The test identified 36 cancers in 35 participants, with one person diagnosed with two cancers. Standard cancer screenings identified 29 cancers.
Like liquid biopsy for DNA, the power of identifying the set of proteins in blood plasma comes from surveying many bits of information.
Screening tests that detect certain proteins associated with increased risk of specific cancers are familiar: PSA for prostate cancer, estrogen and progesterone receptors on breast cancer cells to choose treatment, and elevated levels of CA125 to indicate ovarian cancer.
But these are a tiny sampling of what’s possible by cataloging levels of many proteins in blood plasma – a proteomics approach.
Researchers at Novelna Inc. in Palo Alto deduced protein-based “signatures of solid tumors” in specific organs from plasma samples from 440 people diagnosed with 18 different types of cancer before treatment, and from 44 healthy blood donors. They measured the abundance of more than 3,000 proteins, noting the highs and lows associated with cancer types. The proteins chosen to survey were based on the biochemical pathways they are part of and that are subverted in cancer, such as signal transduction, cellular adhesion, and cell division.
A key part of the study was including biological sex, based on the fact that certain cancers are much more prevalent in males or females. Again, AI helped to identify site of origin as well as distinctions within a body part, such as medullary versus follicular versus papillary thyroid cancer, and small cell and non-small cell lung cancers.
Low levels of ten plasma proteins emerged as meaningful predictors of 18 types of solid tumors, tracking with sex. Levels of 150 proteins indicated site of origin, and the protein signature also indicated stage, even very early.

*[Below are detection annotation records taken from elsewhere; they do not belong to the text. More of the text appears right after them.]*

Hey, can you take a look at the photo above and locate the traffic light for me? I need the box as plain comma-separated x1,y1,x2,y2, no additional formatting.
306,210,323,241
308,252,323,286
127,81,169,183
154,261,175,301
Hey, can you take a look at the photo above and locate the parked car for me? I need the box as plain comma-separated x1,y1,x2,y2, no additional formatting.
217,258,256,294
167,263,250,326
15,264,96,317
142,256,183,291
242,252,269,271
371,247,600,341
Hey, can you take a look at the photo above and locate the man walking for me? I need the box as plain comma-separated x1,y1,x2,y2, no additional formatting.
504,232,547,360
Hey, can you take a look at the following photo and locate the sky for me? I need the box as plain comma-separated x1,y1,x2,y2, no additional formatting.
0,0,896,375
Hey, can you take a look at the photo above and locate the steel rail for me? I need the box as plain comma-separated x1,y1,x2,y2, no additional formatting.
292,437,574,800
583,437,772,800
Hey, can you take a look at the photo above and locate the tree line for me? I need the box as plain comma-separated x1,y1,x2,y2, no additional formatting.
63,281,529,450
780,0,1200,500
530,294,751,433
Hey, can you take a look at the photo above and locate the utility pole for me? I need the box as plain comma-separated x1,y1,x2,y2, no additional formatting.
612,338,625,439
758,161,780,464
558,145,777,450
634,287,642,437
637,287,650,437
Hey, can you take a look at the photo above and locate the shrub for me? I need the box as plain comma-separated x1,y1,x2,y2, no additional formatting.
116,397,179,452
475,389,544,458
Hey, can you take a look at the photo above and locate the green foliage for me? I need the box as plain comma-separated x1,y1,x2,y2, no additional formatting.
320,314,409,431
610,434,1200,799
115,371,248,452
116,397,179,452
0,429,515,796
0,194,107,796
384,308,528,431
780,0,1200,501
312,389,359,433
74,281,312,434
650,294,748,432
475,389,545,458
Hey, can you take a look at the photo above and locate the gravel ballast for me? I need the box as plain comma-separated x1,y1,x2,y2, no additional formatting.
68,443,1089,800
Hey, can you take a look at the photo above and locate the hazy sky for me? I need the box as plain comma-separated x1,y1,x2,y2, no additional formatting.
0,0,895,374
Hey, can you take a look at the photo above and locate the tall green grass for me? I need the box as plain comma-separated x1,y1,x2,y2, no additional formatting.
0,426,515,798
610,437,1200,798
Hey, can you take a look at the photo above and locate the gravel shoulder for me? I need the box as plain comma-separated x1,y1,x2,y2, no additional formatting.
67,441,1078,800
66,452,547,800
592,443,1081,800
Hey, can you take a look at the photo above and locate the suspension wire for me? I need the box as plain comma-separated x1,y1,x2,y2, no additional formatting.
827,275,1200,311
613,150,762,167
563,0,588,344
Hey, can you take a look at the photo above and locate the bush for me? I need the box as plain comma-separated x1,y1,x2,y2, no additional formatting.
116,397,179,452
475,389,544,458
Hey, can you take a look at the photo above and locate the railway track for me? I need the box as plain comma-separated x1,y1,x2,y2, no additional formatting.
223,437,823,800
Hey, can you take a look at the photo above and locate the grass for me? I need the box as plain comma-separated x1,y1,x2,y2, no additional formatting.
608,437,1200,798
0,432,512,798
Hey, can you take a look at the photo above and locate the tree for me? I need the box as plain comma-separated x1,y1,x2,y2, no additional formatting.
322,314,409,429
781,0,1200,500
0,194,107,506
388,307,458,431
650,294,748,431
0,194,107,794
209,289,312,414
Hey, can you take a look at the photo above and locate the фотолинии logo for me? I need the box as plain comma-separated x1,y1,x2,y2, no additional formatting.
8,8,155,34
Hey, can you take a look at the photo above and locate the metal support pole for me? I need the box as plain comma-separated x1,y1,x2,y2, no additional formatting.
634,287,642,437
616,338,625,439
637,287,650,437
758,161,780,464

In an editorial accompanying the BMJ Oncology report, Holli Loomans-Kropp, of Ohio State University pointed out that “Demonstrable sex-specific differences in cancer—including age of onset, cancer types and genetic alterations—suggest this approach would be useful. Incidence of larynx, throat and bladder cancers are higher in men, anal and thyroid in women. Cancers due to mutations in the p53 gene begin earlier in women. And different types of mutations drive acute lymphoblastic leukemia in men and women.”
Other genetic measures differ between the sexes, such as number of mutations, copy number alterations, and methylation patterns. X chromosome genes suppress tumor growth, and we females of course have two Xs compared to the male of the species’ one.
In the future, perhaps a multi-cancer early detection blood test will become as routine as a cholesterol check. Finding cancer early, so easily, promises to ultimately save many lives!